# 텍스트 전처리(영어)

## 소문자화

In [None]:
texts=["South Korea","south korea","South Korea","South korea"]
lower_words=[word.lower() for word in texts]
lower_words

## 어간 추출

In [None]:
import nltk
import pandas as pd
from nltk.stem import PorterStemmer

# 어간 추출기 생성
porter_stemmer=PorterStemmer()

In [None]:
# 예시 단어 connect 
words=["connect","connected","connection","connections","connects"]
stemmed_words=[porter_stemmer.stem(word=word) for word in words]

stemdf= pd.DataFrame({'original_word': words,'stemmed_word': stemmed_words})
stemdf

In [None]:
# 예시 단어 trouble
words=["trouble","troubled","troubles","troublemsome"]
stemmed_words=[porter_stemmer.stem(word=word) for word in words]

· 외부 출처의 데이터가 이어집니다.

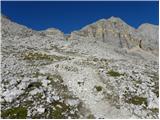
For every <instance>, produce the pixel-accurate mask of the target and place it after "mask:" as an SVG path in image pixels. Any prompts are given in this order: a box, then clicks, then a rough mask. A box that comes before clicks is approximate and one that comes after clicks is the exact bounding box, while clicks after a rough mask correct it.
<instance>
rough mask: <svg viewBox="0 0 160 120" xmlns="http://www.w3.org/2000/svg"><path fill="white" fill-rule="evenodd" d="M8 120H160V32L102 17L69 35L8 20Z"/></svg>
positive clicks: (4, 25)
mask: <svg viewBox="0 0 160 120" xmlns="http://www.w3.org/2000/svg"><path fill="white" fill-rule="evenodd" d="M1 25H2V26H1V31H2V37H1V38H2V46H1V47H2V48H1V51H2V65H1V67H2V69H1V71H2V74H1V77H2V79H1V83H2V93H1V117H2V118H21V119H23V118H24V119H25V118H48V119H54V118H59V119H61V118H66V119H67V118H88V119H90V118H151V119H153V118H158V117H159V116H158V113H159V108H158V103H159V75H158V65H159V63H158V49H159V46H158V36H159V35H158V29H159V27H158V26H156V25H151V24H143V25H141V26H140V27H139V28H138V29H134V28H132V27H131V26H129V25H128V24H126V23H125V22H124V21H122V20H121V19H120V18H116V17H111V18H109V19H101V20H99V21H97V22H95V23H93V24H90V25H87V26H85V27H84V28H82V29H81V30H78V31H73V32H72V33H71V34H69V35H65V34H63V32H61V31H60V30H58V29H55V28H49V29H47V30H44V31H35V30H32V29H29V28H27V27H25V26H23V25H19V24H17V23H15V22H12V21H11V20H9V19H8V18H7V17H5V16H1Z"/></svg>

stemdf= pd.DataFrame({'original_word': words,'stemmed_word': stemmed_words})
stemdf

## 표제어 복원

In [None]:
from nltk.stem import WordNetLemmatizer
nltk.download('wordnet')

# 표제어 복원기 생성
lemmatizer = WordNetLemmatizer()


In [None]:
# trouble 변이단어 표제어 복원
words=["trouble","troubling","troubled","troubles","troublesome","run","ran","runing",]
lemmatized_words=[lemmatizer.lemmatize(word=word,pos='v') for word in words]
lemmatizeddf= pd.DataFrame({'original_word': words,'lemmatized_word': lemmatized_words})
lemmatizeddf=lemmatizeddf[['original_word','lemmatized_word']]
lemmatizeddf

In [None]:
# goose 표제어 복원 예시
words=["goose","geese"]
lemmatized_words=[lemmatizer.lemmatize(word=word,pos='n') for word in words]
lemmatizeddf= pd.DataFrame({'original_word': words,'lemmatized_word': lemmatized_words})
lemmatizeddf=lemmatizeddf[['original_word','lemmatized_word']]
lemmatizeddf

## 불용어 제거

In [None]:
stopwords=['this','that','and','a','we','it','to','is','of','up','need'] # 이때 중요한 정보가 있을 수 있으니, 주의해야 한다.
text="this is a text full of content and we need to clean it up"

In [None]:
words=text.split(" ")
shortlisted_words=[]

# 불용어 제거
for w in words:
    if w not in stopwords:
        shortlisted_words.append(w)
    else:
        shortlisted_words.append("W")

print("original sentence = ",text)    
print("sentence with stop words removed= ",' '.join(shortlisted_words))    

## 노이즈 제거


In [None]:
import nltk
import pandas as pd
import re
from nltk.stem import PorterStemmer

porter_stemmer=PorterStemmer()


In [None]:
# 노이즈 섞인 단어 처리
raw_words=["..trouble..","trouble<","trouble!","<a>trouble</a>",'1.trouble']
stemmed_words=[porter_stemmer.stem(word=word) for word in raw_words]
stemdf= pd.DataFrame({'raw_word': raw_words,'stemmed_word': stemmed_words})
stemdf

In [None]:
def scrub_words(text):
    """Basic cleaning of texts."""
    
    # HTML 마크업 심볼 제거 
    text=re.sub("(<.*?>)","",text)
    
    # 단어 이외의 심볼 제거
    text=re.sub("(\\W|\\d)"," ",text)
    
    # 공백 문자 제거
    text=text.strip()
    return text

In [None]:
# 노이즈 제거된 단어를 추가적으로 stemming
cleaned_words=[scrub_words(w) for w in raw_words]
cleaned_stemmed_words=[porter_stemmer.stem(word=word) for word in cleaned_words]
stemdf= pd.DataFrame({'raw_word': raw_words,'cleaned_word':cleaned_words,'stemmed_word': cleaned_stemmed_words})
stemdf=stemdf[['raw_word','cleaned_word','stemmed_word']]
stemdf